Touching on the information-overload question, he said the “double-edged sword” is that “there is so much out there.”

That’s where having the right information comes into play. “Ours is pedigreed,” Lensner said. “[Our users] can count on what they see there – it’s peer-reviewed [and] they can have a high degree of certainty of it being reliable.”

Those who are shown demonstrations of the database, as was being done at the ASM booth in the meeting’s exhibit space, usually respond, he said, with something like “Wow, this is so on target!”

Then there are those whose primary question is, “What about this?” They are reassured, Lensner said, that ASM is “committed to quality updates” of the site. “We add or revise materials on a monthly basis, and full-scale updates are issued quarterly.”

Dr. David Cebon of Granta Design discussed the development of the database during a conference session on “Materials Information and Materials Selection.”

“Competition in the medical-device market often depends on improving the surface properties of metals,” he said. “In doing so, information is needed to assure the compatibility of materials.”

Cebon, whose work with Professor Mike Ashby at the University of Cambridge (Cambridge, UK)formed the basis for Granta when the company was spun out of the university in 1994, said he sees the database as providing “a decision-support system for designers, clinicians and researchers,” one that “helps bridge the information gap between engineers and medical personnel.”
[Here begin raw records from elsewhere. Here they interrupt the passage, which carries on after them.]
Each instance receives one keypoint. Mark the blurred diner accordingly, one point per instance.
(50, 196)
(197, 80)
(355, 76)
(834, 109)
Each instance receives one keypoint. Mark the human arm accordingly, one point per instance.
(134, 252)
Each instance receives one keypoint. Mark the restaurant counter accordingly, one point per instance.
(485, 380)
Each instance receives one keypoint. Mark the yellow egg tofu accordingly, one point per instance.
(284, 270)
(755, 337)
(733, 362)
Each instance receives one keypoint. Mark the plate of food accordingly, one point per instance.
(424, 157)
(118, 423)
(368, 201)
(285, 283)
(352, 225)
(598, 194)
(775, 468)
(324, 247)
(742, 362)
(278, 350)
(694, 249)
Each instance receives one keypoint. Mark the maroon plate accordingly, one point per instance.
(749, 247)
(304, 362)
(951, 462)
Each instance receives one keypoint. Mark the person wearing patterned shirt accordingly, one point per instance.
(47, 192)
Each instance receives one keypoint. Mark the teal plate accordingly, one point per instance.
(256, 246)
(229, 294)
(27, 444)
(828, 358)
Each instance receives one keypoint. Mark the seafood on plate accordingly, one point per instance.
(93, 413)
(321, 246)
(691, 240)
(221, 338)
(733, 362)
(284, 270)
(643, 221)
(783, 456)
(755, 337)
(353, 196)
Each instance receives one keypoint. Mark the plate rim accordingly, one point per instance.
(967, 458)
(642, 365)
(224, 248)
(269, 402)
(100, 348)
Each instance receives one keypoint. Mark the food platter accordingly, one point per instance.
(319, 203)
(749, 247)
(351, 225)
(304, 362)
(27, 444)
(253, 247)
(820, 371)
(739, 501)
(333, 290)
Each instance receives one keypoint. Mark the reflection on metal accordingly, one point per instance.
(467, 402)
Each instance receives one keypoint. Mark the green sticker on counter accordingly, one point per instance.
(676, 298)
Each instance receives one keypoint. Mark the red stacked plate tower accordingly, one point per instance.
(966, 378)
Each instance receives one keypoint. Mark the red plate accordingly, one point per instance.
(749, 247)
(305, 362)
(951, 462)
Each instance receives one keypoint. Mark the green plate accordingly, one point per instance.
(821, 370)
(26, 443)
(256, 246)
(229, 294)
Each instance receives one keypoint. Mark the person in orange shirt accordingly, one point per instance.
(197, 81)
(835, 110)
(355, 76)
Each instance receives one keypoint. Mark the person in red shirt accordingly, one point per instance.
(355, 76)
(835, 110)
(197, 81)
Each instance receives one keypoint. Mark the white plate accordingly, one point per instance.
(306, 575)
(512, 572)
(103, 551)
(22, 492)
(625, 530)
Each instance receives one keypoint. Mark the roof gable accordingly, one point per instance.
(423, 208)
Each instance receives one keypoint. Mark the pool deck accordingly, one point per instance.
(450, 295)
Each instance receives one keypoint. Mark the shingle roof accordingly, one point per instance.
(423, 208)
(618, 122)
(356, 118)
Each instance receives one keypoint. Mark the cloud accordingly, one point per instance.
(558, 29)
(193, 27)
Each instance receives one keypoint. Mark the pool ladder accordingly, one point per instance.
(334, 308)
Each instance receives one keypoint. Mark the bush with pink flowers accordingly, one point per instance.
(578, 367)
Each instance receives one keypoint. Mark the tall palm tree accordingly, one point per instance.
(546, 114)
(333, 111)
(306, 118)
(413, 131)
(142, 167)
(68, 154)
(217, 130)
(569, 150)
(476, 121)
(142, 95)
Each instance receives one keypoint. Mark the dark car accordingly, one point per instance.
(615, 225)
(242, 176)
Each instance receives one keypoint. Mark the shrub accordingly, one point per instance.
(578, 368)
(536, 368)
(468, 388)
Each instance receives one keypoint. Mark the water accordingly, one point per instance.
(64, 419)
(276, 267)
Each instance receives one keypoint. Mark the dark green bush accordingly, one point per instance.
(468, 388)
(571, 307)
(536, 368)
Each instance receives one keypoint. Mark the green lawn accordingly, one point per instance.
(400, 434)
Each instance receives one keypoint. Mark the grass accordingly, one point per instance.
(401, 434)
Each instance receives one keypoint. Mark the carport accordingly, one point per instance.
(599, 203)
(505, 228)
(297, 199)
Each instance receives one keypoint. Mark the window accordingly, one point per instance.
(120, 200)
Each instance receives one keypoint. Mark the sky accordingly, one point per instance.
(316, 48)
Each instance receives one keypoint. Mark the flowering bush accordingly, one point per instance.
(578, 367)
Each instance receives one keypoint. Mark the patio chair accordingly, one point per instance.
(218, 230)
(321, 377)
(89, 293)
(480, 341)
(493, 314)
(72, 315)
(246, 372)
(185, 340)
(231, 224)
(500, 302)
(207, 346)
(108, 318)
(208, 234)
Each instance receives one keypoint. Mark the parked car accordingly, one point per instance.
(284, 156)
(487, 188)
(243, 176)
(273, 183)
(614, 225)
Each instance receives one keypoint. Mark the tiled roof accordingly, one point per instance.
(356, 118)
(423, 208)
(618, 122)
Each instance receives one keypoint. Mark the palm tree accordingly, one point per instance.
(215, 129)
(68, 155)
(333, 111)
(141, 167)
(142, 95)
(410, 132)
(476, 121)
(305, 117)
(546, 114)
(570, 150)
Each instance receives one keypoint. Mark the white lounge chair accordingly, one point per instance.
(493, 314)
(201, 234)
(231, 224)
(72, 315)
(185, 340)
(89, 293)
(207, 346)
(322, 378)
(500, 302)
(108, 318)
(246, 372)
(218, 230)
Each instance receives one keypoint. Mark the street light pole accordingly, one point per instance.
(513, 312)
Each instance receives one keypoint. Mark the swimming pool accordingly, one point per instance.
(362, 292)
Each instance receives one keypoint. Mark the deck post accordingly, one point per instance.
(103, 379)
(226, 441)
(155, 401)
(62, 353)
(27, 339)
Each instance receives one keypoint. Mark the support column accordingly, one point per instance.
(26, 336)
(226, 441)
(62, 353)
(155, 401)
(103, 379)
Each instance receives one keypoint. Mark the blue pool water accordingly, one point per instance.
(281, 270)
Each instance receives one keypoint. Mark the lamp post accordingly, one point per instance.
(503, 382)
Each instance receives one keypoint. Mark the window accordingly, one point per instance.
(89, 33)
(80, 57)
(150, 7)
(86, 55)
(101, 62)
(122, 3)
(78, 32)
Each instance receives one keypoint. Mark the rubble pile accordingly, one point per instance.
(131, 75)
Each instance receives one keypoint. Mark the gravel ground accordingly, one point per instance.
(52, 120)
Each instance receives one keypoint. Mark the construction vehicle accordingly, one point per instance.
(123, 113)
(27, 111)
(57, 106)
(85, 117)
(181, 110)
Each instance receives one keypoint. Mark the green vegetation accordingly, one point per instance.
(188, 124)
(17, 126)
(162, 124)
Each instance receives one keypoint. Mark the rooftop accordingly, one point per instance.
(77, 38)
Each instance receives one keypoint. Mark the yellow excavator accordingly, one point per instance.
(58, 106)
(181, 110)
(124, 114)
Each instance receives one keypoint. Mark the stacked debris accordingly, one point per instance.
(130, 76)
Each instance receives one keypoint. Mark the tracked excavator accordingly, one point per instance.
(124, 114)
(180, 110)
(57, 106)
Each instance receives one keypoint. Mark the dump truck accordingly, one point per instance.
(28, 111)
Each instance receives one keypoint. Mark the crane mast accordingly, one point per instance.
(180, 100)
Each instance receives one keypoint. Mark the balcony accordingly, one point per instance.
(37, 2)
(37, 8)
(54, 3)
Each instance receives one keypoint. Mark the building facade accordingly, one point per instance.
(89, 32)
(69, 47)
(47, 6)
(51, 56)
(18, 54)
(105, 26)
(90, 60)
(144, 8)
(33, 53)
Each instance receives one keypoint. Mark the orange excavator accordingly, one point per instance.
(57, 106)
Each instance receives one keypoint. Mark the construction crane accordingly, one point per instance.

The modules, which started with the release of Cardiovascular version 1.0 this past January, “can be integrated or sold separately,” Cebon said. As of the release of another quarterly update this coming December, the cardio unit will be in version 3.0 and there’ll be a full complement of materials in the Orthopedic module.

The database is structured to include as much relevant information as can be gathered on materials, coatings and drugs.

Case studies include finding materials used in a predicate device, examining drug-device combinations, and “fully traceable” sources of engineering and biomedical data.

The idea, Cebon said, is “to combine engineering information, medical information and mechanical/physical information into one database.”